Understanding the Model Context Protocol: Architecture
Understanding the Model Context Protocol: Architecture
As LLM-powered agents become more complex, integrating them with tools, APIs, and private data sources remains a major challenge. Model Context Protocol (MCP) offers a clean, open standard for connecting language models to real-world systems through a modular, plug-and-play interface. In this article, we explore how MCP works.
Introduction
Model Context Protocol (MCP) is an open protocol that defines a standardized way for applications to provide context to large language models. Think of it as the USB-C for AI apps, instead of reinventing the wheel every time you want your LLM to access files, APIs, or tools, MCP gives you a common plug-and-play system.
In practical terms, MCP allows your LLMs to communicate with different data sources (like databases or local files) and tools (like APIs or scripts) using a unified protocol. This is key when building agents, copilots, or any AI-driven workflow or system where the model needs to “see” external context or take some action. So rather than hard-coding integrations, MCP lets you set things up in a modular way, so if you switch models or tools later, your architecture stays unchanged.
Architecture
The architecture behind MCP is designed to be modular, scalable, and adaptable across different LLM applications and environments.
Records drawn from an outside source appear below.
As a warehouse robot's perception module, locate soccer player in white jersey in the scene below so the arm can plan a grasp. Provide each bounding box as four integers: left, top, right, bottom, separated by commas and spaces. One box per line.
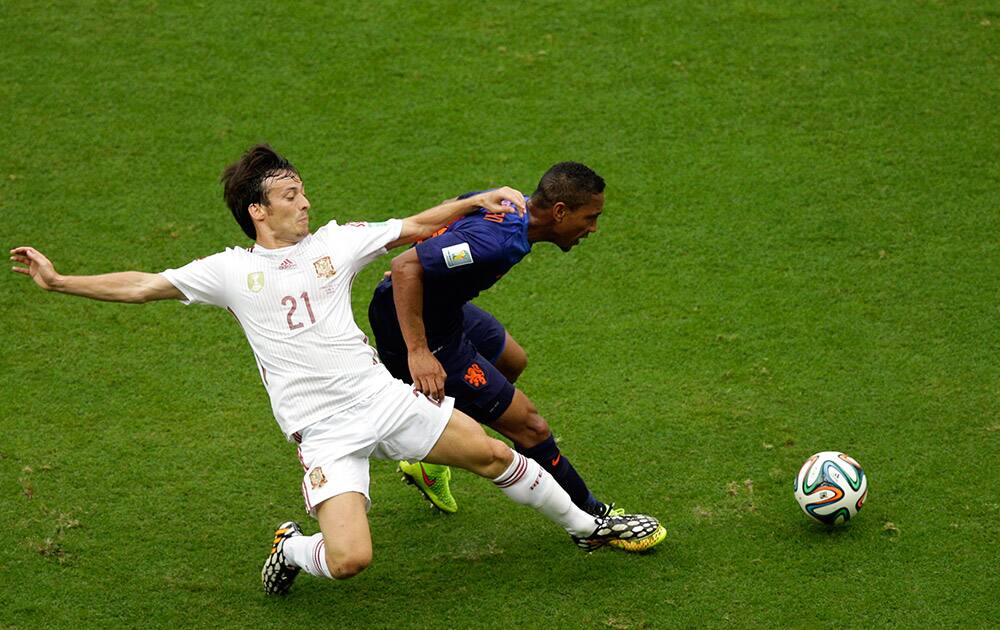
10, 145, 659, 595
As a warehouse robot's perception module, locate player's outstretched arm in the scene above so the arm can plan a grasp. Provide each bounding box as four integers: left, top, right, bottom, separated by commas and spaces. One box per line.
10, 247, 184, 304
386, 186, 525, 249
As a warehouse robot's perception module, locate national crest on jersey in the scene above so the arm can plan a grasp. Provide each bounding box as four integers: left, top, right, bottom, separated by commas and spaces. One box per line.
402, 195, 531, 332
163, 220, 402, 442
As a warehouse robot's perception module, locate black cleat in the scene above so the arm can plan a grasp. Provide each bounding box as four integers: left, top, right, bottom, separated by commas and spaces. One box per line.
260, 521, 302, 595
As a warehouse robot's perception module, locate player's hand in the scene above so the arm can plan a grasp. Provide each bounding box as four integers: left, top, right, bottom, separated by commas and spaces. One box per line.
408, 348, 447, 400
10, 247, 59, 291
477, 186, 525, 217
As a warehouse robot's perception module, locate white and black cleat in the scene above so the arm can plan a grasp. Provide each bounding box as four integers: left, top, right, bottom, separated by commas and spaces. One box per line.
260, 521, 302, 595
572, 514, 666, 553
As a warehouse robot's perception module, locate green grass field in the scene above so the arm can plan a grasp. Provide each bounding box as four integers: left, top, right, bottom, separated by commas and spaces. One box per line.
0, 0, 1000, 628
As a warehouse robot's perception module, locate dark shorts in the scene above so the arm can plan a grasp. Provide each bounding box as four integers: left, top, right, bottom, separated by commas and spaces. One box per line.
372, 304, 514, 424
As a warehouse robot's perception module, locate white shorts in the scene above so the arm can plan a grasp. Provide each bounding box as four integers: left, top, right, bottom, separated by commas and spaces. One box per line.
293, 380, 455, 517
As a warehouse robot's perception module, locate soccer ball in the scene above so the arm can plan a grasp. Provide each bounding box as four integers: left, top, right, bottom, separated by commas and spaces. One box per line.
795, 451, 868, 525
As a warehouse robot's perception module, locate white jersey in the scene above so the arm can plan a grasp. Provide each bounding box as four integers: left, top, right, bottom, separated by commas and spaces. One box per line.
162, 219, 402, 439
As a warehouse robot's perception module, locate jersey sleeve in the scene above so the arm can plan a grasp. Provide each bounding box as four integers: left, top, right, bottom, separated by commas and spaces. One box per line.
416, 221, 509, 277
160, 252, 228, 308
330, 219, 403, 270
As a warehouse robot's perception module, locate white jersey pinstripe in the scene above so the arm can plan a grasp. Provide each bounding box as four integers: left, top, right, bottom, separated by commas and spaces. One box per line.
162, 220, 402, 438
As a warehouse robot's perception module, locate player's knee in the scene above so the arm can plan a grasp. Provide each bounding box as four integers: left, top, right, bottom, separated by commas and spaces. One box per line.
511, 413, 552, 448
478, 438, 514, 479
326, 549, 372, 580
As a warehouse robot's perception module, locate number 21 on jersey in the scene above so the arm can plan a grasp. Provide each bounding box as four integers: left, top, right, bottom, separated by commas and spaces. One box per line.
281, 291, 316, 330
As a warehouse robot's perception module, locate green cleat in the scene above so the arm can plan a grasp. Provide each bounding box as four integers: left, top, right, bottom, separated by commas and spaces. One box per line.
604, 503, 667, 553
397, 461, 458, 514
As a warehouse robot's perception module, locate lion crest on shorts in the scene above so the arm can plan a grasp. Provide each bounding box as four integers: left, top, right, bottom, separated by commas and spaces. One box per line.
309, 466, 326, 490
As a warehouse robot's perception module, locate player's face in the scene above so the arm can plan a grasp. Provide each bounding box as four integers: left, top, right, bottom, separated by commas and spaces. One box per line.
555, 193, 604, 252
264, 173, 309, 243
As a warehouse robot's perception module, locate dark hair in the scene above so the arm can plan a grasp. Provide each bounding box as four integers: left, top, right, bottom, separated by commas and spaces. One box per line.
221, 144, 299, 239
531, 162, 604, 210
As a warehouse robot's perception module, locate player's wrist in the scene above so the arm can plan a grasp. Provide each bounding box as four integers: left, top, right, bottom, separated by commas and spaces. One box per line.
42, 273, 67, 292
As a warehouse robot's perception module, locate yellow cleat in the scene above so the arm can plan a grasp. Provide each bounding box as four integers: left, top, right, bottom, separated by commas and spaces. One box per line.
397, 461, 458, 514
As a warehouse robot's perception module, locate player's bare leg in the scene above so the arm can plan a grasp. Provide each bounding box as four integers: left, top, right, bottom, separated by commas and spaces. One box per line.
424, 410, 662, 551
490, 389, 612, 516
316, 492, 372, 580
493, 332, 528, 383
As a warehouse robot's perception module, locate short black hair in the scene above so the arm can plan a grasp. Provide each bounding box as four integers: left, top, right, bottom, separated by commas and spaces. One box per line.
531, 162, 604, 210
221, 144, 299, 239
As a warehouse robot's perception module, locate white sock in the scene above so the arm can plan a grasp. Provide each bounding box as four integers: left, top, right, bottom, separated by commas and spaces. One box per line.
493, 451, 597, 536
284, 532, 333, 579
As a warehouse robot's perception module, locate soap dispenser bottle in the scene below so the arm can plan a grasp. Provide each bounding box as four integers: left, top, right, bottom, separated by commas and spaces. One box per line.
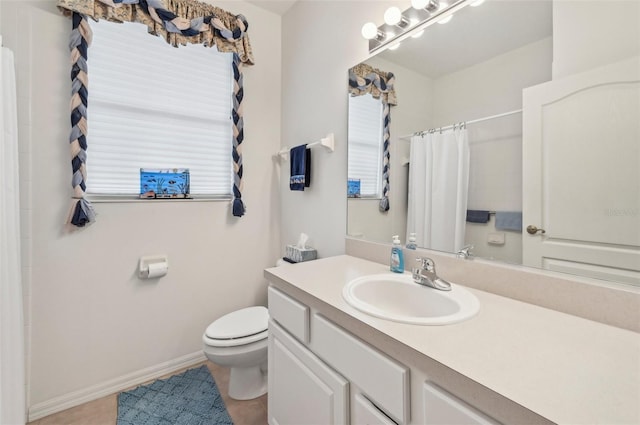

At its core, MCP follows a client-server model that helps large language models securely access external context and tools, without hard-wired integrations.
At a higher level, MCP revolves around three main components:
- Hosts: Applications like Claude Desktop or IDEs that initiate communication. These are where the LLMs live.
- Clients: Lightweight protocol clients embedded within hosts. Each client maintains a 1:1 connection with a server.
- Servers: Independent processes that expose capabilities such as data access, tools, or prompts, over the MCP standard.
This setup enables LLMs to dynamically interact with external systems via structured protocols rather than brittle, application-specific logic.
Key components
The MCP is built around several well-defined components that enable clean, extensible, and bidirectional communication between AI applications and external systems. Each layer is designed to be modular and protocol-agnostic, allowing developers to tailor implementations without sacrificing interoperability.
Protocol layer
At the heart of MCP is the protocol layer, which handles the framing of messages, mapping of requests to responses, and delivery of notifications.
Whether you’re working in TypeScript or Python, the protocol interface provides methods for:
- Setting request/notification handlers
- Sending structured requests
- Receiving responses or asynchronous notifications
In TS:
class Protocol<Request, Notification, Result> {
setRequestHandler<T>(schema: T, handler: (req: T) => Promise<Result>): void
setNotificationHandler<T>(schema: T, handler: (note: T) => Promise<void>): void
request<T>(req: Request, schema: T): Promise<T>
notification(note: Notification): Promise<void>
}
In Python:
class Session(BaseSession[RequestT, NotificationT, ResultT]):
async def send_request(self, request: RequestT, result_type: type[Result]) -> Result: ...
async def send_notification(self, notification: NotificationT) -> None: ...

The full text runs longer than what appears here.